En Bai Chay los barcos turísticos se apiñan por decenas. Las velas de las embarcaciones proporcionan a la bahía un aire de postal china con islas grandes, formaciones de caliza que con la acción erosiva del agua y el viento han adquirido las formas más caprichosas.
La primera visión de la bahía sobrecoge. Hasta donde alcanza la vista, miles de pequeñas islas surgen de un agua tranquila. Se navega por una geografía fantástica, entre playas blancas y negras, entre lagunas color turquesa y otras de color verde.

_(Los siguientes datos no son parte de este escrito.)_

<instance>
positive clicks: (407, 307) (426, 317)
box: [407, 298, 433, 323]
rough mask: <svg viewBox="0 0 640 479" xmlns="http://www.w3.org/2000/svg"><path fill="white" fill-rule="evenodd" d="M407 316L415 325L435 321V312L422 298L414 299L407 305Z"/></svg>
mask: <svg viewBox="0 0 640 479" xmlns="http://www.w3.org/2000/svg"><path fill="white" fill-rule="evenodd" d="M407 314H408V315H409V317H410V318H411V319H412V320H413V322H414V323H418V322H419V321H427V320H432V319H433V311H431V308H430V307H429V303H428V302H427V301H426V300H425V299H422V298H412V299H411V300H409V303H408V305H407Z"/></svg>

Las excursiones en estos barcos típicos vietnamitas permiten acercarse a los pequeños pueblos flotantes escondidos entre las islas y, de paso, adquirir alguna que otra pieza de fruta que los numerosos vendedores ambulantes van ofreciendo.
Navegar por la bahía es una experiencia fascinante, sin duda, pero es que además es la única forma de llegar a otro de sus grandes atractivos: las grutas que se han ido creando por la acción del viento y del agua. Las hay a cientos pero posiblemente la más famosa es Hang Sung Sot (Gruta de las Sorpresas). Una senda de 500 metros de largo se interna en la gruta y recorre tres cámaras espectacularmente decoradas con enormes estalagmitas y estalactitas.
El Parque Nacional de Cat Ba es el otro plato fuerte de este viaje. Se llega tras algunas horas de navegación por las aguas del río Rojo, donde se entra en un laberinto de islotes, éste perteneciente al archipiélago de Cat Ba, que acoge 336 islas. Allí desde 1986, el parque nacional protege casi 10.000 has de jungla y 4.000 has de mar. Gracias a este parque se ha logrado frenar la masacre de delfines, caballitos de mar y tortugas marinas. Cat Ba Ville es una aldea organizada también de cara al turismo, con restaurantes y bares, un gran hotel gubernamental y otros hotelitos y casas privadas donde se pueden alquilar habitaciones y botes a motor.